2. It would be a mistake to assume that the current antipathy felt towards trade in Europe and the United States is uniformly spread across the world. In developing and emerging economies, there is a huge demand to become better integrated into the global economy. The graph below illustrates how much of the global population live in countries relatively closed off from international trade, which affects their access to foreign goods and, of course, their ability to move up the value chain by exporting to richer countries.

It’s a fact that many of the world’s most populous countries are also among the worst when it comes to enabling trade – only China out of the 10 most populous countries falls in the top half of the index’s ranking this year. This may be partly explained by the fact that these countries have larger domestic markets that make trade less important; nevertheless their potential for greater growth would be enhanced through better access and openness to foreign markets.

3. When it comes to countries’ openness to imports, it would be lazy to suggest that all advanced economies are more open than developing or emerging ones. On the contrary, the below table shows some glaring exceptions to this rule. Each tile is weighted according to GDP by purchasing power parity, and we see market access conditions in some major global economies – the US, the United Kingdom and even the Netherlands – undermined by complex tariff structures. Emerging and developing markets have their champions too: Chile, Mexico and the Philippines all punch above their weight when it comes to opening up their domestic markets.
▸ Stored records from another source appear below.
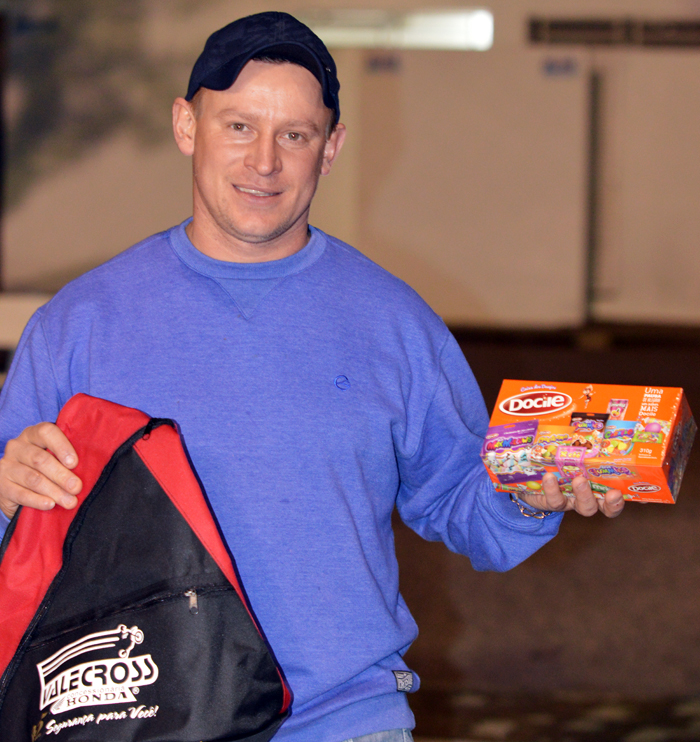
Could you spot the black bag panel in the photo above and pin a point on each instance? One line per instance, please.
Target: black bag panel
(142, 635)
(178, 687)
(152, 551)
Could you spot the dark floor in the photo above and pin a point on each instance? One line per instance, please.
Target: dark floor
(597, 635)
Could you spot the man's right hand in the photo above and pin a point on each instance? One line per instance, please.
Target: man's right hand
(32, 476)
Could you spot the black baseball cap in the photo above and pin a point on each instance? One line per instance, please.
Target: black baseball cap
(274, 34)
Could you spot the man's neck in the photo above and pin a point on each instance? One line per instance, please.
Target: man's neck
(212, 243)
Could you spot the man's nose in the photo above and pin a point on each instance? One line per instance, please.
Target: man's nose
(263, 155)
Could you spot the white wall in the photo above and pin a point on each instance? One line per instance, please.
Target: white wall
(464, 173)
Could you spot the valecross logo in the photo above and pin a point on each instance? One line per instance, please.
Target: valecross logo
(530, 404)
(102, 681)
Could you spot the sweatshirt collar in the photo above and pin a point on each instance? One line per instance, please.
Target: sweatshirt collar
(213, 268)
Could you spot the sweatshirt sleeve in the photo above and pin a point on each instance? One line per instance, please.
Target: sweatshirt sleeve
(445, 492)
(30, 394)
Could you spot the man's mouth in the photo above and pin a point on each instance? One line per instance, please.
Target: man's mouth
(254, 192)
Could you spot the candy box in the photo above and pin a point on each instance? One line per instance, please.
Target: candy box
(633, 438)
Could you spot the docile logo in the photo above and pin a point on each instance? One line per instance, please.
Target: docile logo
(644, 488)
(535, 403)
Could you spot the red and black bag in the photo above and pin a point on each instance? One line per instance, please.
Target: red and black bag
(124, 619)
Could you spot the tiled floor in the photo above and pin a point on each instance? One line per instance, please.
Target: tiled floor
(473, 717)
4. The global trade landscape is shifting east. The table above, which plots the progress of individual regions (or sub-regions) between 2014 and 2016 across all seven pillars of our index, gives you a good view of where the most – and least – progress is being made. Ongoing integration in ASEAN sees the bloc making more progress than any other region in terms of domestic market access. Improvements to the efficiency of border administration – long viewed as an easy win when it comes to the potential to help traders for very little financial or political outlay – is not at nearly fast enough, however. Perhaps inevitably, the only area of trade facilitation that has seen improvements in every region is information technology. But as digital infrastructure rises, others fall: transport infrastructure and services have deteriorated worryingly over the past two years.

5. Money is no measure of success. While it’s true that the more advanced economies tend to rank higher in this year’s Enabling Trade Index – and benefit most from trade, when it comes to openness – this is not the case for all categories of success. Among the most “generous” countries (i.e. those for whom the discrepancy between tariffs-applied-to-imports and tariffs-paid-for-export is the greatest) include some emerging markets, too. While the top three economies in the below table might not come as any surprise, the fact that Mauritius and Georgia score higher than the EU, frankly, does.

6. Administration can lead the way in helping traders and small enterprises grow their businesses without the need for complex trade treaties. Focusing on three individual case studies in Africa, the report highlights how opaque, expensive and unreliable current processes can be. This is despite the fact that some countries in Africa – Botswana, Rwanda, South Africa and Kenya – are powering ahead. (Interestingly, many of these trade champions are in the south and east of the continent, where integration has been moving more rapidly). Other charts in the report that map customs transparency, bribery and red tape are equally dismal.

One final takeaway from the report is that inclusive growth strategies are vital when it comes to mediating the harshest effects of trade. These must include education and training, and great effort to ensure that gainful employment is created in those circumstances where large-scale job displacement occurs. This is because, even if world trade does get smaller and global value chains shrink, any industry that becomes re-shored will not bring as many jobs home with it as the number it left behind initially.